5 Things New Professional Nurses Should Never Say to a Patient

By: Renee Thompson

New nurses tend to be very myopic during their first year as a professional nurse. What do I have to do? What do I have to learn? How am I going to get through this shift? This is a normal part of being new, especially in a profession that involves life and death! However, sometimes patients can become casualties in the process. We don’t always realize that what we say makes a huge difference to patients and their families, sometimes leading to a lack of confidence in us as healthcare professionals.
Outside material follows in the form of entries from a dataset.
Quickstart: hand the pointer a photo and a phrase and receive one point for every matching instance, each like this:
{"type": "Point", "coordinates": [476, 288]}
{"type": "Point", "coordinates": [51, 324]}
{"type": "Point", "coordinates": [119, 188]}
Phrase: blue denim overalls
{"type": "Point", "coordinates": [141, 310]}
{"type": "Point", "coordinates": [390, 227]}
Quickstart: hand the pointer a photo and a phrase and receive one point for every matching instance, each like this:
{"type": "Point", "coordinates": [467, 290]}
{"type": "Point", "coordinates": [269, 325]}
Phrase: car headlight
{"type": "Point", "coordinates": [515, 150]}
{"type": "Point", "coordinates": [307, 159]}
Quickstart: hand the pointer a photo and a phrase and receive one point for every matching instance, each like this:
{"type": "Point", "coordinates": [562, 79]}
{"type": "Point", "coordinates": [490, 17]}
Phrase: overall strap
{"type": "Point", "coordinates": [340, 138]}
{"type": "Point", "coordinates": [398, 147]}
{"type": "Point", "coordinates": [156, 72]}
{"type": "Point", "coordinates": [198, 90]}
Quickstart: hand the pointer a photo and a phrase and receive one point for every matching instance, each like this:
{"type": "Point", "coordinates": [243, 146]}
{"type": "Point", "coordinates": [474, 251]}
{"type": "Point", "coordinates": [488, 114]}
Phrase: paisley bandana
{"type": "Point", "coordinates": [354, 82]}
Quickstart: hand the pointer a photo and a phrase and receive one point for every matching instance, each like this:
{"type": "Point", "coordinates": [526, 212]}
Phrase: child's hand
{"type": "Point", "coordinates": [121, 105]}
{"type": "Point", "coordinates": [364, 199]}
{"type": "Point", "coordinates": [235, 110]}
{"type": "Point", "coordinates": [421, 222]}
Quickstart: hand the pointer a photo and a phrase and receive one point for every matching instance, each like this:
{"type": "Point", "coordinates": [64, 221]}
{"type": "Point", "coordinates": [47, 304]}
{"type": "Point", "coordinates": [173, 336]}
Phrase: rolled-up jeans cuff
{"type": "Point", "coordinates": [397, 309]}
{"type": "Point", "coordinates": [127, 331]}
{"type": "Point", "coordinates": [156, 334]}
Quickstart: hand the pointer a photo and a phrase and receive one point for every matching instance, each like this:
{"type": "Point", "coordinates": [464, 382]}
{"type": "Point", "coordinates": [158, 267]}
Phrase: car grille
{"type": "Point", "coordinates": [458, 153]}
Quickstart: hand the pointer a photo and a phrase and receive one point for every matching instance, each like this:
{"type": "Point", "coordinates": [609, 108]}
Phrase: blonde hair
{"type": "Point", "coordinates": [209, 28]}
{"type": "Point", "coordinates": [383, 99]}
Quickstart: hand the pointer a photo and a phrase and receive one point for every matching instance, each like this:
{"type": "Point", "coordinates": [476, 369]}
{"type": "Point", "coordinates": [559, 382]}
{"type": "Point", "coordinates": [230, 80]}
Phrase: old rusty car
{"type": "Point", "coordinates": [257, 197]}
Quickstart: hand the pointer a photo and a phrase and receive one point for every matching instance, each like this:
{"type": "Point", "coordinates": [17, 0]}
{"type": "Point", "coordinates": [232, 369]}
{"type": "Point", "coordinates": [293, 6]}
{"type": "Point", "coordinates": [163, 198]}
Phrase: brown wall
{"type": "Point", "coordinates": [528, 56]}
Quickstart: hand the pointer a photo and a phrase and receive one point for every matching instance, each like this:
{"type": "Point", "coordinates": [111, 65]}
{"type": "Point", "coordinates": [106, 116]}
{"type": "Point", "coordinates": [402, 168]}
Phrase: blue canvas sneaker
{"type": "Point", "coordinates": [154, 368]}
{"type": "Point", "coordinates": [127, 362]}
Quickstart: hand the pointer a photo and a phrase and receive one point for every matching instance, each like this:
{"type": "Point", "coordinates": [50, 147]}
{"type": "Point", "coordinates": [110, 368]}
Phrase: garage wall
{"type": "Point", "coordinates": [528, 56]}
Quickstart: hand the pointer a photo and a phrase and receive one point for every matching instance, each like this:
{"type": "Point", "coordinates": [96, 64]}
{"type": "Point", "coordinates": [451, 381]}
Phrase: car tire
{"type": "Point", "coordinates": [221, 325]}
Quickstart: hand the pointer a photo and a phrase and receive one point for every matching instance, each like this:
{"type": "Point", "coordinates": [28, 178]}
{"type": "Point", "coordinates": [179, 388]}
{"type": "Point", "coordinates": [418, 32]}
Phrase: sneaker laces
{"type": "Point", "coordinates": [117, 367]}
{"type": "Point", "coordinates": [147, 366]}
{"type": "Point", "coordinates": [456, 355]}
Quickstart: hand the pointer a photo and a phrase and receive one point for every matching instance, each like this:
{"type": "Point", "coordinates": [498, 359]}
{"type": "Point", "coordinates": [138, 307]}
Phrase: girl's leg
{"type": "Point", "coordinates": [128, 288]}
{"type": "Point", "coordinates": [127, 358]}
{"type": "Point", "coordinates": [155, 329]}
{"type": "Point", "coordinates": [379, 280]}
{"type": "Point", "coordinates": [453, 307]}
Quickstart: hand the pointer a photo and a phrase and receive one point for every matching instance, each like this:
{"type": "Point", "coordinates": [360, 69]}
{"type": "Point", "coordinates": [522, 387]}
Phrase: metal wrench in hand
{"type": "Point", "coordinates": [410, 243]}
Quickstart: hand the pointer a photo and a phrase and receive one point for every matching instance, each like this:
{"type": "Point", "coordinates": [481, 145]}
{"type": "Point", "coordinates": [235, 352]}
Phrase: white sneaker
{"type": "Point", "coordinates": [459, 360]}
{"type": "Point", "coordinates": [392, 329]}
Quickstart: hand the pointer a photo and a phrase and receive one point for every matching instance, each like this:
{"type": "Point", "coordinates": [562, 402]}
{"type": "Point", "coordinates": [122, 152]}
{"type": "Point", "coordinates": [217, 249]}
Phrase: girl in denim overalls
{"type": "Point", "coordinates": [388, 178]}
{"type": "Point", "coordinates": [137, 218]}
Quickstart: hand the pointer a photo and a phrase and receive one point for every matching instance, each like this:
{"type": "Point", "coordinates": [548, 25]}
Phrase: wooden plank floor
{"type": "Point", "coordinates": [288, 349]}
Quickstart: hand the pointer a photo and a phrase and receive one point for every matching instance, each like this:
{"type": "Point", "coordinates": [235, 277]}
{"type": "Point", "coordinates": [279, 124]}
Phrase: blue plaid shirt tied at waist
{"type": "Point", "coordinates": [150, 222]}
Here are 5 things you should never say to a patient or family member:

  1. “We are really short-staffed.” When you tell a patient you’re really short-staffed, they worry that you won’t be able to take care of them, especially in a crisis. Even if it were true, patients need to trust that you will meet their needs—not worry that you are not capable.
  2. “I have never done this before.” If you are asked to do something you’ve never done before, you need to thoroughly prepare before you walk into your patient’s room. This might include reviewing the policy or bringing a more experienced nurse into the room with you. But please make sure you are not verbalizing your insecurity to your patient. The last thing you want to do is to scare them into thinking that patient care will be poor.
  3. “I don’t know. That’s what the doctor wrote.” Ugh. This is one of my biggest pet peeves. As a nurse, it is your responsibility to understand the plan of care for your patient—including what the doctor wrote. However, if your patient asks you a question about their care and you’ve been too busy to review the chart or discuss with the physician, tell them you’ll find out and get back to them. Don’t punt it to the doctor. It undermines our value.
  4.  “I’m not sure why you’re on this medication.” Not only is this bad to say, but you should never ever give a medication to a patient unless you know why they are on it, anything you have to assess before giving it, and what you expect as an outcome. This is both an issue of professionalism in nursing and patient safety. You have to know.
  5.  “They don’t treat nurses well here.” When you are at work, you are representing your organization—the good, the bad and the ugly. Your patients see you as an extension of the hospital and when you badmouth them, you are bad mouthing yourself and everyone else that works there. Although you may have legitimate complaints, sharing them with your patient is unprofessional. Just don’t do it.